Ricardo, Alex, Anatoly, and anybody who is working with or speculating about LLMs for generative AI,
LLMs have proved to be valuable for machine translation of languages. They have also been used to implement many kinds of toys that appear to be impressive. But nobody has shown that LLM technology can be used for any mission critical applications of any kind -- i.e. any applications for which a failure would cause a disaster (financial or human or both).
Question: Companies that are working on generative AI are *taking* a huge amount of money from investors. Have any of them produced any practical applications that are actually *making* money? Generative AI is now at the top of the hype cycle. That implies an impending crash into the trough of disillusionment. When will that crash occur? Unless anybody can demonstrate applications that make money, the investors are going to be disillusioned.
To Ricardo> Those are interesting hypotheses about consciousness in your note below. But none of them have any significant implications for AI, ontology, or the possibility of money-making applications of LLMs.
One important point: Nobody suggests that anything in the cerebellum is conscious. The results from the cerebellum that are reported to the cortex are critical, especially since the cerebellum has more than four times as many neurons as the cerebral cortex. There is also strong evidence that the cerebellum is essential for complex mathematics. (See Section 6.pdf)
Implication: AI methods that simulate processes in the cerebral cortex (such as natural language processing by LLMs) cannot do the heavy duty computation that is done by neurons in the cerebellum -- and that includes the most complex logic and mathematics.
See the summary in Section6.pdf and my other references below.
John
From: "Ricardo Sanz" <ricardo.sanz.bravo@gmail.com>
Hi,
JFS>> What parts of the brain are relevant for any sensation of consciousness?
So far, the question of neural correlates of consciousness (NCC) is still unresolved. This was the theme of the Chalmers-Koch wager. There are too many theories and no relevant enough experimental data to decide.
The most repeated theory is that consciousness is hosted in thalamo-cortical reentrant loops. The cortex (sensorimotor data processor) and the thalamus (the main relay station of the brain). This is yet to be demonstrated.
Another widely repeated theory was that the NCC was a train of 40hz signal waves across the whole brain.
The boldest to me, however, is the quantum macroscopic coherence in the axon microtubules. This is called the Orchestrated Objective Reduction theory (Orch-OR).
Best,
Ricardo
That article shows several points: (1) The experts on the subject don't agree on basic issues. (2) They are afraid that too much criticism of one theory will cause neuroscientists to consider all theories dubious. (3) They don't have \clear criteria for what kinds of observations would or would not be considered relevant to the issues.

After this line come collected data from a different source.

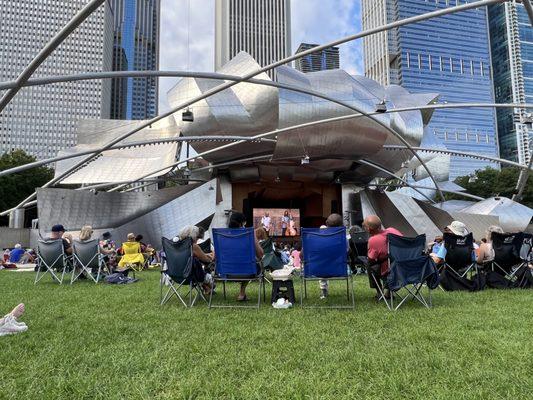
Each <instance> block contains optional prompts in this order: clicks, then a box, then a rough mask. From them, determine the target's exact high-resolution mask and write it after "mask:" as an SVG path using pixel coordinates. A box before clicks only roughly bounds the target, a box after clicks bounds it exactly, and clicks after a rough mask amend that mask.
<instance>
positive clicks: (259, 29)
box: [215, 0, 291, 77]
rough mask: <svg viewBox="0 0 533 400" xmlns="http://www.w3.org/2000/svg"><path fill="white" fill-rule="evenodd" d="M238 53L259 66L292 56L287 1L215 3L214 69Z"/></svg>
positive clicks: (246, 0)
mask: <svg viewBox="0 0 533 400" xmlns="http://www.w3.org/2000/svg"><path fill="white" fill-rule="evenodd" d="M240 51H246V52H247V53H248V54H250V55H251V56H252V57H253V58H254V59H255V60H256V61H257V62H258V63H259V64H260V65H261V66H265V65H268V64H271V63H272V62H274V61H278V60H281V59H283V58H285V57H288V56H289V55H290V54H291V7H290V0H261V1H258V0H216V11H215V69H217V70H218V69H219V68H220V67H222V66H223V65H224V64H226V63H227V62H228V61H229V60H231V59H232V58H233V57H235V56H236V55H237V54H238V53H239V52H240ZM269 75H270V76H271V77H274V73H273V72H272V71H270V73H269Z"/></svg>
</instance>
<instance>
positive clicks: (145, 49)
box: [111, 0, 161, 120]
mask: <svg viewBox="0 0 533 400" xmlns="http://www.w3.org/2000/svg"><path fill="white" fill-rule="evenodd" d="M160 2H161V0H112V3H113V11H114V49H113V70H115V71H149V70H158V69H159V21H160ZM157 111H158V80H157V78H121V79H114V80H113V83H112V105H111V118H113V119H133V120H138V119H150V118H153V117H155V116H156V115H157Z"/></svg>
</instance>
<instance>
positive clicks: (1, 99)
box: [0, 0, 105, 113]
mask: <svg viewBox="0 0 533 400" xmlns="http://www.w3.org/2000/svg"><path fill="white" fill-rule="evenodd" d="M104 1H105V0H91V1H90V2H89V3H87V5H86V6H85V7H83V8H82V9H81V10H80V11H79V12H78V13H77V14H76V15H75V16H74V18H72V19H71V20H70V21H69V23H68V24H67V25H65V26H64V27H63V29H61V31H59V32H58V33H57V34H56V35H55V36H54V37H53V38H52V40H50V42H48V44H47V45H46V46H45V47H44V48H43V49H42V50H41V51H40V52H39V54H37V56H36V57H35V58H34V59H33V60H32V61H31V62H30V64H28V66H27V67H26V68H25V69H24V71H22V73H21V74H20V75H19V76H18V77H17V80H16V87H14V88H12V89H10V90H8V91H7V92H6V93H5V94H4V95H3V96H2V98H1V99H0V113H1V112H2V110H3V109H4V108H5V107H6V106H7V105H8V104H9V102H10V101H11V100H12V99H13V97H15V96H16V95H17V93H18V92H19V90H20V89H21V87H22V85H23V84H24V83H25V82H26V81H27V80H28V79H30V77H31V76H32V75H33V73H34V72H35V70H36V69H37V68H39V66H40V65H41V64H42V63H43V62H44V61H45V60H46V59H47V58H48V56H50V54H52V52H53V51H54V50H55V49H57V47H58V46H59V45H60V44H61V43H63V41H64V40H65V39H66V38H67V37H68V36H69V35H70V34H71V33H72V32H73V31H74V30H75V29H76V28H77V27H78V26H80V25H81V23H82V22H83V21H85V20H86V19H87V18H88V17H89V16H90V15H91V14H92V13H93V12H94V11H95V10H96V9H97V8H98V7H100V6H101V5H102V4H103V3H104Z"/></svg>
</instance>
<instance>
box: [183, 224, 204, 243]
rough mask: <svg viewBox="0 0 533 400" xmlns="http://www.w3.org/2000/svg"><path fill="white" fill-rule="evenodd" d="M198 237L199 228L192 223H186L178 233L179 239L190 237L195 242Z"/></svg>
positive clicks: (198, 234)
mask: <svg viewBox="0 0 533 400" xmlns="http://www.w3.org/2000/svg"><path fill="white" fill-rule="evenodd" d="M199 237H200V228H198V227H197V226H194V225H187V226H186V227H184V228H183V229H182V230H181V231H180V234H179V238H180V239H181V240H184V239H187V238H191V239H192V241H193V242H196V241H197V240H198V239H199Z"/></svg>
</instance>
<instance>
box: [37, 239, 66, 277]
mask: <svg viewBox="0 0 533 400" xmlns="http://www.w3.org/2000/svg"><path fill="white" fill-rule="evenodd" d="M67 267H68V263H67V257H66V255H65V250H64V248H63V240H62V239H57V240H39V242H38V244H37V274H36V275H35V282H34V283H35V284H37V282H39V281H40V280H41V279H42V278H43V277H44V276H45V275H46V274H47V273H49V274H50V275H51V276H52V279H53V280H55V281H57V282H58V283H59V284H62V283H63V279H64V277H65V272H66V271H67ZM41 272H42V273H41Z"/></svg>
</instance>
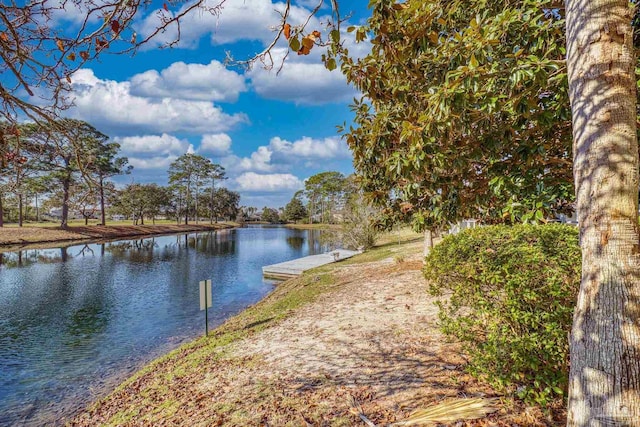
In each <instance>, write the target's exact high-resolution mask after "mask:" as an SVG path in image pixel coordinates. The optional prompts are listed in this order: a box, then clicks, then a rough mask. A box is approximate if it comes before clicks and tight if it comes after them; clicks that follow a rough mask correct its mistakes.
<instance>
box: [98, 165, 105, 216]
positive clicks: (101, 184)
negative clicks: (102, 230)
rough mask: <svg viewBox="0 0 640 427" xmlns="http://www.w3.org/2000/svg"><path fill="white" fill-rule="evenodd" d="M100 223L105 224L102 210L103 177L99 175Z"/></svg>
mask: <svg viewBox="0 0 640 427" xmlns="http://www.w3.org/2000/svg"><path fill="white" fill-rule="evenodd" d="M99 186H100V225H106V215H105V210H104V179H103V178H102V176H101V177H100V182H99Z"/></svg>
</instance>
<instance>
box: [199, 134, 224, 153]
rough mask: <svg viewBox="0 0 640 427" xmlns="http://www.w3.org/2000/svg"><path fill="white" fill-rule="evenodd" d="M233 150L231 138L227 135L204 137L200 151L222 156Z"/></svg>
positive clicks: (206, 135) (216, 134)
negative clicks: (231, 149) (231, 144)
mask: <svg viewBox="0 0 640 427" xmlns="http://www.w3.org/2000/svg"><path fill="white" fill-rule="evenodd" d="M230 149H231V137H230V136H229V135H227V134H226V133H216V134H206V135H202V140H201V141H200V148H199V151H200V152H202V153H205V154H212V155H214V156H222V155H224V154H227V153H229V150H230Z"/></svg>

But I want to mention some questions I have: What parts of the brain are relevant for any sensation of consciousness? All parts? Some parts? Some parts more than others? Which ones?
From common experience, we know that complex activities require a great deal of conscious attention when we're first learning them. But after we learn them, they become almost automatic, and we can perform them without thinking about them. Examples: Learning to ski vs. skiing smoothly on moderate hills vs skiing on very steep or complex surfaces. The same issues apply to any kind of skill: driving a car, driving a truck, flying a plane, swimming, dancing, skating, mountain climbing, working in any profession of any kind -- indoors, outdoors, on a computer, with any kinds of tools, instruments, conditions, etc.
In every kind of skill, the basic techniques become automatic and can be performed with a minimum of conscious attention. There is strong evidence that the effort in the cerebrum (/AKA cerebral cortex) is conscious, but expert skills are controlled by the cerebellum, which is not conscious. There is brief discussion of the cerebellum in Section6.pdf (see the latest excerpt I sent, which is dated 28 Sept 2023).